More than 50 medical aid schemes administered by Medscheme are set to implement a new policy from tomorrow that will see them paying the full price only for medicines Medscheme deems to be cost effective.
Most drugs on the list are generics cheaper versions no longer under patent. Medscheme has also published an exclusion list, in effect blacklisting some pharmaceutical products that it says are too expensive.
Medscheme's strategy comes at a time of some confusion in the healthcare industry over the introduction of generic medicines. Government is intent on reducing healthcare costs by promoting the use of generics via the Medicines and Related Substances Control Amendment Act of 1997, but the regulations that would bring the relevant aspects of the legislation into effect have yet to be promulgated.
Medscheme represents about 40% of the private healthcare sector, with almost 3-million people covered by its medical aid schemes. These include FedHealth, Omnihealth, Sasolmed, Bonitas and SA Breweries.
PMA CE Mirryena Deeb said yesterday Medscheme's plans, which also included measures to incentivise doctors who cut costs by reducing unnecessary referrals, amounted to an abuse of its dominant market position and contravened competition law.
Restrictive structures such as product exclusion lists, market-unrelated reimbursements and perverse incentives to unduly influence prescribing patterns create the potential for ongoing abuse of that market dominance, she said.
Medscheme Group Services Division MD Gary Taylor said the medical aid schemes administered by Medscheme would begin implementing the new medicines reimbursement policy tomorrow, in spite of the PMA's threat.
Taylor said that medicines accounted for more than 30% of total healthcare costs in the privately funded healthcare sector, compared with 12%-15% in Western Europe and the US.

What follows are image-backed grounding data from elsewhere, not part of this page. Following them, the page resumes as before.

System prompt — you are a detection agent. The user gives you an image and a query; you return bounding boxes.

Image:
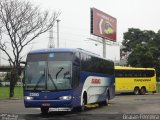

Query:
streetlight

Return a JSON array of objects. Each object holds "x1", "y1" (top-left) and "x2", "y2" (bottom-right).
[{"x1": 56, "y1": 19, "x2": 60, "y2": 48}]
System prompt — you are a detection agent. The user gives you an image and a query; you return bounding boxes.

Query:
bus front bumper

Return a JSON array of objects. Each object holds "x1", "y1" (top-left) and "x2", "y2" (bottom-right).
[{"x1": 24, "y1": 99, "x2": 72, "y2": 109}]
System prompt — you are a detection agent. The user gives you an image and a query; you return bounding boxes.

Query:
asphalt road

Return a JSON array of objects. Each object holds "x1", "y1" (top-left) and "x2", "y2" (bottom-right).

The discrepancy was largely due to the fact that, in SA, generic drugs accounted for only about 20% of the rand value of medicines prescribed in the private sector, compared with between 43% and 57% worldwide.
Taylor said Medscheme would consider passing on projected savings estimated at 20% of the R4bn annual medicine costs to members in the form of reduced premiums when it drew up its budget for the 2003-2004 year.